ここにいる中で安全圏にいるのは、岸本位だった。
「俺様は理数系が弱いし、伊角は本番に弱いし、三谷はもう一歩だし…和谷はそれ以前だし…」
あれから三谷は脅迫まがいな手で、バイトを辞めさせられ、
不幸にもこのメンバーに入れられてしまった。


「酷い〜!!俺はそんなに悪くないし…。」
和谷が講義するが、伊角が一応和谷の勉強をみていての感想は…
「加賀は鋭い。さっきから全然問題を解いていないよ。彼…。」
そして
「どうして俺は此処に居るんだ??お前達と友達になったつもりはねぇのに…。」
「まぁまぁ…三谷君。僕が手解きしてあげるから、
大船に乗ったつもりで勉強に励むがいいよ。

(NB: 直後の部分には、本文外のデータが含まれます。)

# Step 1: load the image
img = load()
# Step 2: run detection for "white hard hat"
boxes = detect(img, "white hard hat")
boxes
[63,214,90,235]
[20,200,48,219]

」
岸本は三谷の横に座り世話を買って出た。
実はこの中で三谷は岸本のこんなところが超〜苦手だった。
自分に必要以上に構ってくるところは、実の姉の性格といい勝負だった。
一体彼はなんでこんなに?っと三谷は疑問符だらけだった。
岸本は早寝早起きが信条。ラジオ体操は今でも参加。
だから三谷出演の朝ドラはしっかり見ていた。
急に近くになったかつての子役は、それとは裏腹に学力はいまいちだった。
(かつてのファンとしては見過ごせないな…)


「なあ…加賀先輩。此処教えてくれへん?」
国語を勉強中の社が加賀に教えを請う。
どうやら平安時代の文学だった。
「何々…紫式部が書いた文学小説は…って。社これは『源氏物語』っていって、
桐壺帝の息子の光源氏の話で彼が繰り広げる愛憎がテーマだ。」
そう解釈してやると、周辺の男共はざわめいた。

(進藤)ヒカル源氏…が繰り広げる愛情の話だと!!


もんもんと自分と十二単で着飾ったヒカルが、平安京で優雅に暮らしている姿を妄想。
和服がみせるうなじのラインの色っぽさ。恥じらい。
くちびるには紅が塗られて、頬紅が彼女の照れ隠しにもなっている。
その彼女を寝台で徐々に生まれたままの姿にしていく…


「和谷…社…三谷…伊角…なんでお前ら鼻血出してんの?」
加賀は社にただ教鞭をたれただけで、こんな反応が返ってくるなんてビックリだった。
家が鼻血まみれになるのは勘弁だと、岸本はハウスキーパーに濡れタオルを頼んだ。
どぼどぼと流れるそれを、ようやく理解した加賀は
「ははぁん。お前達。ひかるって聞いただけであいつを思い出したんだな。」
そう納得したが、彼らはそんなレベルでは無い(笑)
もう勉強どころではない位に、脳内はやばくなっていた。
こんな調子でテスト本番は大丈夫なのか?っと、ある意味強靭な精神力であり自制している、
目の前の生徒会長と副会長は呆れていた。





今のところアキラの一歩リード。
基本的にヒカルも天の邪鬼かもしれません。